What the budget means for the surface finishing industry and other thoughts

Every year, usually in April, our accountant sends us a weighty tome explaining all of the tax changes in the Budget and the implications for businesses. This year, we’ve had two Budgets, so no doubt there will be a further accountant’s summary winging its way to us any day now.

Budgets are something that I confess I don’t normally pay a lot of attention to. This one, however, makes some significant changes that will have a major impact on small/medium enterprises such as ours.

The Living Wage increases to £9 an hour for those over 25 by 2020. This will obviously make a difference to the fixed costs of those companies like us that employ some lower paid or unskilled staff. At the same time, corporation tax is being reduced from 20% to 18% by 2020. This compares to 40% in the USA, 33% in France and Japan and 30% in Germany.

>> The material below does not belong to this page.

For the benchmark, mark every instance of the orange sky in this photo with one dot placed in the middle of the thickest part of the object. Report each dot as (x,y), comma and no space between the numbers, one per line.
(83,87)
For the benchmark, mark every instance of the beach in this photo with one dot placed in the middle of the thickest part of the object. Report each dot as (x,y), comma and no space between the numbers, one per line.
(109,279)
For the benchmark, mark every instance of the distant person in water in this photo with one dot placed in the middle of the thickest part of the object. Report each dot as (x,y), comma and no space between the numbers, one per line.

Unlike the global giants Amazon, Starbucks, Google etc., our company actually pays its full whack of corporation tax, employers’ national insurance and so on, so this reduction will be a very welcome windfall.

We can only hope that, by 2020, we are still making sufficient profits on which to pay the tax, and that the ill winds that plunged the world into recession seven years ago don’t return anytime soon.

Of course, the UK will only return to full economic health over the next five years if we can improve our productivity, which we are told lags behind countries such as the USA, Germany, China and even France.

In our own small way, our company has made a serious attempt to improve our own productivity over the past two years. You would think that buying, refurbishing and reselling plant and machinery is a fairly simple business model in comparison to the complexities of those involved, for instance, in electroplating of diverse products and components.

However, even a streamlined organisation such as ours has issues with productivity. Valuing and purchasing surface finishing equipment from all around the world has to be dealt with in an efficient and organised fashion. When it comes to processing the items through our various sales channels, we have to follow procedures that contribute to good productivity and increased profitability.

Finally, our online marketing and sales processes must be fine-tuned to meet the needs of the global marketplace, having the right good in the right place at the right time.

In the UK, it is our largely foreign-owned automotive industry that is leading the way on improved productivity. These vast organisations have benefited from the research, development and investment that come with globalisation. They have also tapped into the skills that already were present in this country, where we have been building cars, motor cycles, vans and trucks for over 100 years.

This in turn makes rigorous demands on all of the sub-contractors to the automotive sector, not least those of us involved in product finishing. So compliance with the first tier results in enhanced productivity in the second and third tiers. This then has a positive knock-on effect on our exports for the benefit of the whole economy.


I look forward to meeting you all at Surface World in September. I know for a fact that Nigel Bean and his colleagues are making strenuous efforts to make the show a success this year and they deserve all of our support. Hopefully, the forthcoming autumn season will be a productive period for everybody in our industry.